橘さんがいてくれたからこそ、彼と出会う事が出来たんだもの。一太と彼が親子になれたんだもの。感謝しても仕切れない。
「ううん」
彼に余計な心配を掛けまいと笑顔で返した。
「そうやってまた無理する。焼きもちを妬きたかったら妬けばいいだよ。俺みたくさぁ」
クスッと自嘲すると、おでこにちゅっと軽くキスをしてくれた。
「そんだけ未知が俺を愛してくれる。男冥利に尽きるよ。ありがとう」
片方の手が肩に回って来て静かに抱き寄せられた。
広い胸に顔を寄せると、ちゅ、と音を立ててうなじに吸い付かれた。小さく震えると腰に回って来た腕が強くなった。

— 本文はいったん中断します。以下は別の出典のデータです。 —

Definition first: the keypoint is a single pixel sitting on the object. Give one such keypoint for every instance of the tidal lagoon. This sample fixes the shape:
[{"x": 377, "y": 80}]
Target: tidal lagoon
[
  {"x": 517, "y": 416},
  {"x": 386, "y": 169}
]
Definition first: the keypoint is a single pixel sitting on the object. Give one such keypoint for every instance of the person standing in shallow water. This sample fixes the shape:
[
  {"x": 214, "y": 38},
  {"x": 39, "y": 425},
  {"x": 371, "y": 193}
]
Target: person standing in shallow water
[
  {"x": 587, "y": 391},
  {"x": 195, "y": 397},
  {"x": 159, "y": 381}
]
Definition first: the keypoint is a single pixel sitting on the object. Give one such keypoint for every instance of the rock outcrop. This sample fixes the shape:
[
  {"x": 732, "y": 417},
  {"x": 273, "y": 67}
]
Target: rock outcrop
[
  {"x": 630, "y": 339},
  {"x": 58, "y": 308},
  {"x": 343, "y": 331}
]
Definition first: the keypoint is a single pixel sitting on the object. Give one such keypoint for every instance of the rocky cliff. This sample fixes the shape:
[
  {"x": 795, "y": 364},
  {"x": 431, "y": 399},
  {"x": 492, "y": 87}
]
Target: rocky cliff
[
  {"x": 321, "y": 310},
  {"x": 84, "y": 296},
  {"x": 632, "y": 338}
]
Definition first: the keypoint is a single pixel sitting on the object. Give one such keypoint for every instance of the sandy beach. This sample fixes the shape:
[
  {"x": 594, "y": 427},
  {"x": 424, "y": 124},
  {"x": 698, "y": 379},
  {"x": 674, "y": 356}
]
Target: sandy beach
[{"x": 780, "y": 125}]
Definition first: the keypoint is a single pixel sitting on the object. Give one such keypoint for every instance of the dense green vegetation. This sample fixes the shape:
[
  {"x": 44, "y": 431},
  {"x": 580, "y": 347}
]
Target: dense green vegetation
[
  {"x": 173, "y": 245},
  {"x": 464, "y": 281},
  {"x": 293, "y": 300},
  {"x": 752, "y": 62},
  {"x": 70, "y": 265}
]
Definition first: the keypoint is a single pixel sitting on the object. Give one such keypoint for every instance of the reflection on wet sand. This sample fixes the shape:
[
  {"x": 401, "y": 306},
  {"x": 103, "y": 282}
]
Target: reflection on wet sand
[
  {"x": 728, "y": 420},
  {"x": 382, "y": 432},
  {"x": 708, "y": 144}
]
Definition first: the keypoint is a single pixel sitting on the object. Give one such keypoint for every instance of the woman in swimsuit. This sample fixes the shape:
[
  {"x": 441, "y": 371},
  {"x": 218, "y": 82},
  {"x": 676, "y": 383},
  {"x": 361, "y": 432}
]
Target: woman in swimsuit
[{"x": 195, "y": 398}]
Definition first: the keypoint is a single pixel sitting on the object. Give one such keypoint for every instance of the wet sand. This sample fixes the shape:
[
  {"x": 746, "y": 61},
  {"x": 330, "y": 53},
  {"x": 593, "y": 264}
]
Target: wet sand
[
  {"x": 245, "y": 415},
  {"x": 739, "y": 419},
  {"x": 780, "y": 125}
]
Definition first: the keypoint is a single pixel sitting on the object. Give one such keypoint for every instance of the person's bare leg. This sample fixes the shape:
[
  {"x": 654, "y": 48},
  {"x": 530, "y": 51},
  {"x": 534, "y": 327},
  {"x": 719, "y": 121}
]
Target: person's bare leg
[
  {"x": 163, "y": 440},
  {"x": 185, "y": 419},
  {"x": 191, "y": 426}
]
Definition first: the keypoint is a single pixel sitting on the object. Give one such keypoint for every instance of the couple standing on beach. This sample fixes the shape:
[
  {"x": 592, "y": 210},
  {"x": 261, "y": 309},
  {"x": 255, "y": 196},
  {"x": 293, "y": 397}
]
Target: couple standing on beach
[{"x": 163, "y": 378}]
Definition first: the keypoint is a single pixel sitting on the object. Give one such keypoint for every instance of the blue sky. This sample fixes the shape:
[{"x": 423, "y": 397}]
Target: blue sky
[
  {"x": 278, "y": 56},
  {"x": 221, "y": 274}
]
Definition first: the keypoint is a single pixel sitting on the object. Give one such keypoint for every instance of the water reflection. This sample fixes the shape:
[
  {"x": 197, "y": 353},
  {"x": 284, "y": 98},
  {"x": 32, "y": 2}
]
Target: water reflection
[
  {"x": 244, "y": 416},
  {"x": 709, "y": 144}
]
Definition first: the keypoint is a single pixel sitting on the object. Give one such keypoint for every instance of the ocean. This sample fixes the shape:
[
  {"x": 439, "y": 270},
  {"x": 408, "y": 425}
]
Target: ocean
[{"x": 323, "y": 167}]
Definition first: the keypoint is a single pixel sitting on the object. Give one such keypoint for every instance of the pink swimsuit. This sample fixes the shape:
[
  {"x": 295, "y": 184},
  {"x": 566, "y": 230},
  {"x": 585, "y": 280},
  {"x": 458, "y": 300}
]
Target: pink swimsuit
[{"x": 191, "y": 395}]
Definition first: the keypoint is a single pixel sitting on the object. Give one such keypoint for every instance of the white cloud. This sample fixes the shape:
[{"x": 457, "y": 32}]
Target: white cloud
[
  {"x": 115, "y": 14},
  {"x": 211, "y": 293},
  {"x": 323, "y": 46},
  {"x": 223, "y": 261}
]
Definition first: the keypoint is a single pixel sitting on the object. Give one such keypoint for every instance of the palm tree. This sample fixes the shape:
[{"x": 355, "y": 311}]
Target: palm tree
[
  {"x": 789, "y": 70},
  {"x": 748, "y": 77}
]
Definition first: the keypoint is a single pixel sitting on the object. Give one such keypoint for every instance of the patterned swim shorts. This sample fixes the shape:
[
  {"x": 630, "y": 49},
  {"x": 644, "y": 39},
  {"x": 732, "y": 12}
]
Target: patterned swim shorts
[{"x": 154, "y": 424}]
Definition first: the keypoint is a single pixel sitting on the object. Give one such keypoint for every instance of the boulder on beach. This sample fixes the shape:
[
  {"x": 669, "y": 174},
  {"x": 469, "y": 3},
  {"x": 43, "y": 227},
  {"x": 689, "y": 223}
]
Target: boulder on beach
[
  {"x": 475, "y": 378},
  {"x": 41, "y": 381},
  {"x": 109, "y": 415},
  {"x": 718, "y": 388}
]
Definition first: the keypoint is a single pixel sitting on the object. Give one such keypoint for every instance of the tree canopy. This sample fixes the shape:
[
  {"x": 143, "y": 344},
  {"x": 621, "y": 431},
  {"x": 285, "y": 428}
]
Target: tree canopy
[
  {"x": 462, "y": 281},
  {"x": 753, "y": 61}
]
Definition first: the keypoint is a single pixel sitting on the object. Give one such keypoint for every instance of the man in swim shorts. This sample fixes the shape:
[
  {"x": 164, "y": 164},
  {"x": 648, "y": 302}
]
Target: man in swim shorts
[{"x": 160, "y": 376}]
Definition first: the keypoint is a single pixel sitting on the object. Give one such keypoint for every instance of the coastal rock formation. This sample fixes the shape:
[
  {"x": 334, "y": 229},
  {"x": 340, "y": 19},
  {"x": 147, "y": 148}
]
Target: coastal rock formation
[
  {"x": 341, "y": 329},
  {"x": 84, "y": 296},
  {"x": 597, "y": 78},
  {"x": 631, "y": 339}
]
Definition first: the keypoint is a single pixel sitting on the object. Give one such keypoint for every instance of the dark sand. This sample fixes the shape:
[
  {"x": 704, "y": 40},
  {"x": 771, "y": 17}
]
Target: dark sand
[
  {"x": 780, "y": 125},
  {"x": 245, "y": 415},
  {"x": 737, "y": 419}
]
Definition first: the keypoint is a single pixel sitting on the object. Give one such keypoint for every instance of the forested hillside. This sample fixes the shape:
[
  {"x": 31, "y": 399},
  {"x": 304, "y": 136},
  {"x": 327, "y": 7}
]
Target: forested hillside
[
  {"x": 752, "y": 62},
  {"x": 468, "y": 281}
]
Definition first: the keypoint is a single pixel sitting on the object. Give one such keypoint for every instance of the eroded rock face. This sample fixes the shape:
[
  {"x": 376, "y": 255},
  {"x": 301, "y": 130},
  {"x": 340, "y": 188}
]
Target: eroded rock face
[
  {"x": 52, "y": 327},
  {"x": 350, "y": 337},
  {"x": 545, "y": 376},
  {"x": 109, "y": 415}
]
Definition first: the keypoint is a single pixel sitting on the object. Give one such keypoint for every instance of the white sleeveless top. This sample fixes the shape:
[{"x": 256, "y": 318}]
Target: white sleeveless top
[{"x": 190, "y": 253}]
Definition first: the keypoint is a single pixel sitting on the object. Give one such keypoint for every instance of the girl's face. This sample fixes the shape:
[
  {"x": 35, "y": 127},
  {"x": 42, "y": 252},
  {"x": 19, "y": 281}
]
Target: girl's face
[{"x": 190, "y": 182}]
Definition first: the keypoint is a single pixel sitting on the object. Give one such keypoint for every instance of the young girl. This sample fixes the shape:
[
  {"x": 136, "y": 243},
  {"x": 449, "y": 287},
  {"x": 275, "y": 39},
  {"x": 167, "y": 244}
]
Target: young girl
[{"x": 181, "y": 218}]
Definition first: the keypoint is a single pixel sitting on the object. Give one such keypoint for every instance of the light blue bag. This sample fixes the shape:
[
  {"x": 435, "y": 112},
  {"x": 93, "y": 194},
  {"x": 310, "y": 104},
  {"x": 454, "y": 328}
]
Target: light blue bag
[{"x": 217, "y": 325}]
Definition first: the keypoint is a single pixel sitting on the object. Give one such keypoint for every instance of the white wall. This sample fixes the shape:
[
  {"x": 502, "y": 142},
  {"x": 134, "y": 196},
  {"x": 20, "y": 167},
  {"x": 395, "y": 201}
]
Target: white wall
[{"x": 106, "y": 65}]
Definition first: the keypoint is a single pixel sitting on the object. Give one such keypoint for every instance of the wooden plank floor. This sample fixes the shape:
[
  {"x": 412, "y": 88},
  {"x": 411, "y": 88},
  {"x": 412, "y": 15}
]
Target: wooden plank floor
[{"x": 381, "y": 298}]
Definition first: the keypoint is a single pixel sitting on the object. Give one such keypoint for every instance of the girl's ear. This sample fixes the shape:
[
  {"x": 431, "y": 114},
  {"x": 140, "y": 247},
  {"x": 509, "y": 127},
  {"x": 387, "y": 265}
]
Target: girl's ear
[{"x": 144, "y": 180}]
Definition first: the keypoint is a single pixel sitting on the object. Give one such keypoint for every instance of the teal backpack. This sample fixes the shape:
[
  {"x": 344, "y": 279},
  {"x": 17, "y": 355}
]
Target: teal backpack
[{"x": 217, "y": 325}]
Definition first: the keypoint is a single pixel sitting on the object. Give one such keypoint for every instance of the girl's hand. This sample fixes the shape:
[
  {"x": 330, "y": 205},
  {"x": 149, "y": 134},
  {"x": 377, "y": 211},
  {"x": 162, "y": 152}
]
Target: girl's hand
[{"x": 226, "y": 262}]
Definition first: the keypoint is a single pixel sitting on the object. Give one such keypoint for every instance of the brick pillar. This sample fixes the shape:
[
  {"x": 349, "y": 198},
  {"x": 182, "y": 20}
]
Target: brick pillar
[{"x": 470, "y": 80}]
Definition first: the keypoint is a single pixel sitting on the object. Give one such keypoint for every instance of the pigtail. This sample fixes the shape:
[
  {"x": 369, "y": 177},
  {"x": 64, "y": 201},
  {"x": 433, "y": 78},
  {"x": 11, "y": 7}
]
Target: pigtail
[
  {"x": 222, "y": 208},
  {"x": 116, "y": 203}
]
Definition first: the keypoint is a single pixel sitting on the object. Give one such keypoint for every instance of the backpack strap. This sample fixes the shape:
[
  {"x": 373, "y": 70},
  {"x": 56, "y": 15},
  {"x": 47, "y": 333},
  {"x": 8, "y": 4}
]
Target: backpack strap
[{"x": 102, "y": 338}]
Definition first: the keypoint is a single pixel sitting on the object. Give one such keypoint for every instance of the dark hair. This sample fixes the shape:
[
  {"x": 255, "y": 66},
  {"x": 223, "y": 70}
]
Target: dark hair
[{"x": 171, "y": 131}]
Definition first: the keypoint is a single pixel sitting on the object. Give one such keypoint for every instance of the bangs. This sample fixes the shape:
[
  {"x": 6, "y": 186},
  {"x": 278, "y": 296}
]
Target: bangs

「首筋、無防備過ぎないか?ただでさえ不埒な輩が多いんだ。気を付けてもらわないと困る」
「はる、さん……」
あ、と小さく喘いで名前を呼ぶと、その唇がそっと塞がれた。
軽く吸ってくる動きに自然に唇が開いて、出来た隙間に肉厚な彼の舌が滑り込んでくる。
こくんと小さく喉が鳴り、恥ずかしいと思っている間に口の中に濡れた何かが侵入してきた。
「んん……っ」
久し振りの濃厚なキスは甘いフルーツの味がした。